*** out of 5
124 minutes
Rated PG for mild language and some suggestive content
Walt Disney Pictures
Article first published as Movie Review: ‘Million Dollar Arm’ on Blogcritics.
It’s interesting to see how much the facts can change when adapting a real-life story into a movie. In the case of Million Dollar Arm
it may have been done to add a more human element to the story by
focusing on the reality TV contest creator J.B. Bernstein, but the real
course of the story behind the first Indian pro-baseball players may
have made for a far more interesting movie. J.B. doesn’t come across as
the most likeable sort of character, no matter how many violins swell.

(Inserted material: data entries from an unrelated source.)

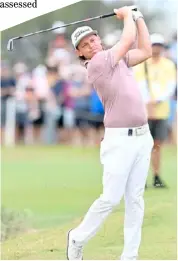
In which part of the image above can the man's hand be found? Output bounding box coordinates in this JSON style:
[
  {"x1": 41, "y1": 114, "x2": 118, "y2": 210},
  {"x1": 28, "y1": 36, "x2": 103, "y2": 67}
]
[
  {"x1": 114, "y1": 6, "x2": 132, "y2": 20},
  {"x1": 132, "y1": 10, "x2": 143, "y2": 22}
]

Poor director Craig Gillespie had two home runs prior to Million Dollar Arm with Lars and the Real Girl and the Fright Night
remake, but this feels completely like a contract film. Something
Gillespie was forced into directing, either so he could give us Fright Night
or for whatever comes next. It’s not the first time a director has been
forced into this situation, and it won’t be the last. Unfortunately,
his ability to handle drama and comedy in equal measures does not cross
over here.
In this version of the story, J.B. (Jon Hamm) has gone Jerry Maguire
and opens Seven Figures Management, hoping to score one big client to
get caught up on their office lease. Meanwhile, J.B. lives alone in a
giant house, with his future-wife Brenda (Lake Bell), renting his
guesthouse. One night, while flipping back and forth between a cricket
game and Susan Boyle’s Britain’s Got Talent discovery, J.B.
hatches a plan to find the world’s first Indian baseball player to open
up the sports world to a billion new fans. Now, J.B. heads to India
where he meets baseball fan Amit (Pitobash) and talent scout Ray
Poitevint (Alan Arkin), to hold a pitching contest where the winners get
to return with him to America for a chance to sign a million dollar MLB
contract.
Anyone who even vaguely researches the real story already knows how Million Dollar Arm
ends. I actually stumbled upon on last Sunday while Hamm was conducting
interviews before the Pittsburgh Pirates game. But it’s not like you
can’t figure out where the film is headed even if you don’t know. There
are only two Indian characters with dialogue: Dinesh Patel (Life of Pi’s Madhur Mittal) and Rinku Singh (Slumdog Millionaire’s
Suraj Sharma). Needless to say, Gillespie simply goes through the
motions where life lessons are learned and the film wraps up its happy
endings, while fish-out-of-water shenanigans ensue in what feels more
like a TV pilot than a movie.
When your film features the likes of Hamm, Bell, and Arkin, yet has
no charm to speak of, you’re doing it all wrong. Blame usually lies on
the director, but some of it has to go to screenwriter Tom McCarthy
which comes as a surprise considering he also wrote and directed The Station Agent and Win Win, along with being credited with the story for Up.
Had the film featured any kind of adrenaline it could have been a
rousing crowd-pleaser. As it stands, only the most patient viewers will
be able to endure the padded two-hour runtime. Million Dollar Arm is a complete swing and a miss.